Lowe took acting seriously, an interest uncommon in the Midwest in the 1970s. “I took a lot of grief for it,” he says ruefully. He sought ways to stand out and get ahead. At age 11, he was with his mother in a hotel lobby when he saw luggage tagged with Liza Minnelli’s name. Two years earlier she had won the Oscar for Cabaret. He persuaded the desk clerk to tell him her room number. “And I went up and knocked on her door,” he recounts. “Her husband, Jack Haley Jr.—the Tin Man’s kid!—invited me in, and I sat and talked with them. Liza ate chocolates and drank red wine in her white robe, and it was amazing.”
When he was 12, his family moved to Malibu, California, and he plunged headfirst into Hollywood. He went to high school with Robert Downey Jr., and the Sheens (Martin, Charlie, Emilio Estevez and the rest) were friends and neighbors. Lowe made his on-screen debut three years later in the 1979 sitcom A New Kind of Family. “It did not do well,” he concedes.
(2) True or false: Lowe almost quit acting before his career took off.
(X) True ( ) False
A: Lowe says he nearly walked away from Hollywood after Family flopped: “I thought I was done—couldn’t get a job.” But in 1982 came the audition for Coppola’s The Outsiders, which he describes as a “brutal, exhilarating process, where every actor from age 15 to 30 in New York and LA auditioned in front of each other, round after round, for weeks. I’ve never been a part of nor heard of anything like it since. Google ‘Outsiders auditions’ and see some of the video footage. It’s pretty incredible.”
With the 1983 release of The Outsiders came all the baggage of meteoric early success—perhaps spurred by the filming itself in some ways: Lowe recalls actors as young as age 15 being handed beers on set. In real life he plunged into his bad boy persona—abusing alcohol and drugs—and basked in the fame that fell upon those in the instantly fabulous Brat Pack, including Emilio Estevez, Molly Ringwald, Ally Sheedy, Andrew McCarthy, Demi Moore and Judd Nelson. In 1988, Lowe got caught up in a scandal when a sex tape surfaced showing the then-24-year-old Lowe having relations with two women, one of whom was underage. He said he did not know her age and ultimately settled a lawsuit with her family: No charges were filed. He’s grateful it didn’t occur in today’s cancel culture world, but says he also knew it was a wake-up call. In 1990, he checked himself into rehab after missing a call from his mother to tell him his grandfather had had a heart attack.
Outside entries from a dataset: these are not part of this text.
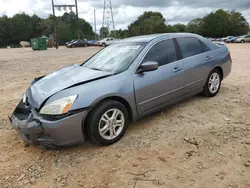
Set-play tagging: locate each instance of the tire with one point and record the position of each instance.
(95, 124)
(208, 91)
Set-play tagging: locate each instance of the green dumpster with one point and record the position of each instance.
(38, 43)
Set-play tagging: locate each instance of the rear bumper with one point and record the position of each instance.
(34, 129)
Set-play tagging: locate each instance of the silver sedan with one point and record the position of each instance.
(123, 82)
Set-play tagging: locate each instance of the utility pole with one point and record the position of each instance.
(54, 35)
(95, 23)
(108, 18)
(64, 6)
(77, 19)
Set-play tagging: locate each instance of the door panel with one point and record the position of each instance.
(196, 56)
(196, 72)
(157, 88)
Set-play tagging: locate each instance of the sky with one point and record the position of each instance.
(126, 11)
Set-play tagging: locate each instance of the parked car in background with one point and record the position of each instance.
(69, 42)
(242, 39)
(92, 43)
(226, 38)
(129, 79)
(231, 40)
(78, 43)
(106, 41)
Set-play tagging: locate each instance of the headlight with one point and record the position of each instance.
(58, 107)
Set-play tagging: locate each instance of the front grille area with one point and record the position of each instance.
(22, 112)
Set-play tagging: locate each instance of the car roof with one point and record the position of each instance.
(148, 38)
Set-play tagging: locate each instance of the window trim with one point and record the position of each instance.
(176, 49)
(205, 45)
(192, 55)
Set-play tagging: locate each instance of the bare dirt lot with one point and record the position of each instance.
(199, 143)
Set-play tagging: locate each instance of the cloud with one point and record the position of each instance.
(126, 11)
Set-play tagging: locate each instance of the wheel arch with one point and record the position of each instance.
(115, 98)
(220, 70)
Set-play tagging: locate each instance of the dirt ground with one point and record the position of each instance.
(199, 143)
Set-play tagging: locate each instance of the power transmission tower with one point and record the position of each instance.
(108, 19)
(64, 7)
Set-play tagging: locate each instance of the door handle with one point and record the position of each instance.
(177, 69)
(208, 58)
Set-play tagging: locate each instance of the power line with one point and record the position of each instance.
(108, 18)
(64, 6)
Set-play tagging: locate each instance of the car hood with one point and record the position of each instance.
(60, 80)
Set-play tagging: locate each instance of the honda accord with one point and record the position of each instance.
(123, 82)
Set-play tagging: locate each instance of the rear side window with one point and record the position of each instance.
(163, 52)
(204, 47)
(189, 46)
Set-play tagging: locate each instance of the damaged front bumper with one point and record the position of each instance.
(37, 130)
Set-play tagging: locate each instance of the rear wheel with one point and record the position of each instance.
(213, 83)
(107, 122)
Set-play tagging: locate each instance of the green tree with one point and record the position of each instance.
(194, 26)
(224, 23)
(180, 27)
(148, 23)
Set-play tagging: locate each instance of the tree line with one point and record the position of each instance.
(22, 27)
(220, 23)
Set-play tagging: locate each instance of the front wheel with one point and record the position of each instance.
(213, 83)
(107, 122)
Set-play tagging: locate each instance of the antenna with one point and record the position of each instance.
(108, 19)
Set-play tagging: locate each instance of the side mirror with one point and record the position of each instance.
(148, 66)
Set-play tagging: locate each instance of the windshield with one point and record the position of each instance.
(115, 58)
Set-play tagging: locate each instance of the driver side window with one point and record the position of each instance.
(163, 52)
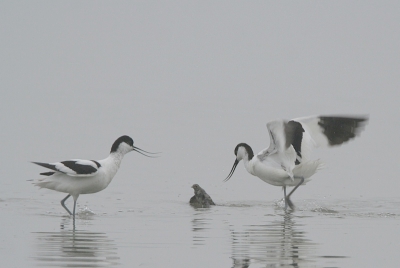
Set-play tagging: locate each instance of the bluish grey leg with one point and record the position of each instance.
(290, 203)
(74, 210)
(63, 204)
(284, 196)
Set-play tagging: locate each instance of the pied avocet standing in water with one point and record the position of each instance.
(78, 176)
(286, 162)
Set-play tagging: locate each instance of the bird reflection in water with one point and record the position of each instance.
(75, 248)
(276, 244)
(200, 226)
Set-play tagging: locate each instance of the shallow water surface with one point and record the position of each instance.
(332, 233)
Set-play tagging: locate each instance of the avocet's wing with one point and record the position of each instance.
(74, 167)
(326, 131)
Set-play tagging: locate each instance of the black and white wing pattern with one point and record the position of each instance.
(74, 167)
(291, 141)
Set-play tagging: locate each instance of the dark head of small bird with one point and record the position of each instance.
(196, 187)
(240, 154)
(124, 144)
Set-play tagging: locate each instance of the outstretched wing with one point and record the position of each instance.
(74, 167)
(291, 141)
(326, 131)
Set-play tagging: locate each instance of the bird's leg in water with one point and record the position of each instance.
(63, 204)
(284, 196)
(290, 203)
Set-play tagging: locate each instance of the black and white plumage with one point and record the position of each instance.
(79, 176)
(201, 198)
(286, 162)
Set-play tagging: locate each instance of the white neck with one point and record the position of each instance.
(248, 164)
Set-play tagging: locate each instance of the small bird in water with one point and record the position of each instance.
(79, 176)
(201, 198)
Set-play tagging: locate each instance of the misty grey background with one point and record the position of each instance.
(192, 79)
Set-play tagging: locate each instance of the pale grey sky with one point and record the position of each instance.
(193, 79)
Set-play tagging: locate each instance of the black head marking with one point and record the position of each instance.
(294, 135)
(341, 129)
(247, 148)
(128, 140)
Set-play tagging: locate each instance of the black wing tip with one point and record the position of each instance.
(340, 129)
(47, 173)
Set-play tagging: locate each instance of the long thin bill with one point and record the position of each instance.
(232, 170)
(140, 151)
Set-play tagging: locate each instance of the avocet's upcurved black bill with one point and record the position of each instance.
(232, 170)
(140, 151)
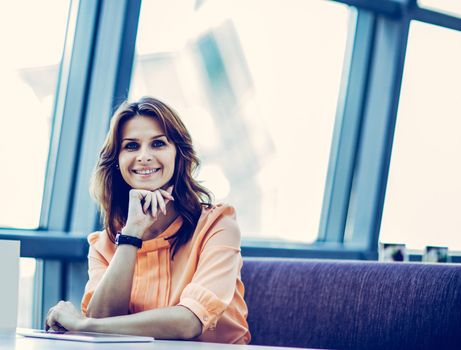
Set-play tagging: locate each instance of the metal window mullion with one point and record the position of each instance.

He’s been sober since. “I have no regrets,” he says. “And I know how rare that is. I’m lucky.” (In fact, he’s been pleased to pay his wisdom forward: His son John Owen has now been sober for seven years. Says Lowe: “That he and I have been able to share that has been amazing.”)
(3) What gigs helped Lowe segue into comedic roles and then into dramas?
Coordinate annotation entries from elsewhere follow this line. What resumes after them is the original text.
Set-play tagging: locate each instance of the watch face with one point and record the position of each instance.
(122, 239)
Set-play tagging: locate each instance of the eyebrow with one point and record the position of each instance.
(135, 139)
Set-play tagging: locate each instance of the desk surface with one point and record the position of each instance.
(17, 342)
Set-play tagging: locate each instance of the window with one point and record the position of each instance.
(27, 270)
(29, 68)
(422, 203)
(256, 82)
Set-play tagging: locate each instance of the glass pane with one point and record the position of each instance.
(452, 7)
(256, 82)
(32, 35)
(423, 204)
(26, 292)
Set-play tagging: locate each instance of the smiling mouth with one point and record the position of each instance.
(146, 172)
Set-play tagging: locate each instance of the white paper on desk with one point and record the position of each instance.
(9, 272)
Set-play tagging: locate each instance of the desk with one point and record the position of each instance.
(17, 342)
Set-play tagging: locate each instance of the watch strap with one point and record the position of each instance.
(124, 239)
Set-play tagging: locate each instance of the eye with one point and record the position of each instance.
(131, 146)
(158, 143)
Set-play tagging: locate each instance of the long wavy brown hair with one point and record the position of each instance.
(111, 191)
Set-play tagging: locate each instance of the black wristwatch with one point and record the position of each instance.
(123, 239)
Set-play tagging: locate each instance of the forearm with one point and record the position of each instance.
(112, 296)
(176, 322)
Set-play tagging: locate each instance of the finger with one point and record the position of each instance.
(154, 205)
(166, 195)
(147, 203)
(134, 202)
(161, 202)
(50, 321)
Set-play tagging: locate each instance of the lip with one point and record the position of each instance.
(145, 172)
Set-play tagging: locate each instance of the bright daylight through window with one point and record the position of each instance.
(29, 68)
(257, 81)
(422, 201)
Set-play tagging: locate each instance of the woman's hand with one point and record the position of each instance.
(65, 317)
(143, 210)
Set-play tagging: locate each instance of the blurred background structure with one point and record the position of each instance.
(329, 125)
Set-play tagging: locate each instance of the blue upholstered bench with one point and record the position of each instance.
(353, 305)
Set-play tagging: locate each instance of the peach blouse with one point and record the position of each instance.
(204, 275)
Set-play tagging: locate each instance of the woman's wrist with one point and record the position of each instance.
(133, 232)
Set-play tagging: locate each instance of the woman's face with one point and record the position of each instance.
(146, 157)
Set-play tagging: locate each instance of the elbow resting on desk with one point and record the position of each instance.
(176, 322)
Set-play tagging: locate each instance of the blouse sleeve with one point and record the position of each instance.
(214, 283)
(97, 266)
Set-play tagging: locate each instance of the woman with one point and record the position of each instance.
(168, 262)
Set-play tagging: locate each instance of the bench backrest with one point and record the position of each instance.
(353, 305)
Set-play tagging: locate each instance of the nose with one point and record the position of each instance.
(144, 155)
( ) SNL ( ) The West Wing (X) Both
A: On March 17, 1990, he landed a dream gig guest-hosting Saturday Night Live. “That went so well that I got invited into that world, and that led to Wayne’s World, Tommy Boy, Austin Powers, which led to my comedy career, which continues.”
Lowe then found his way into The West Wing from 1999 to 2003. He walked away over rumored tension and salary disputes, but today describes The West Wing as “seismic,” leading him directly to “my adult era.” This included notable roles in Brothers & Sisters, Parks and Recreation, The Grinder and 9-1-1: Lone Star.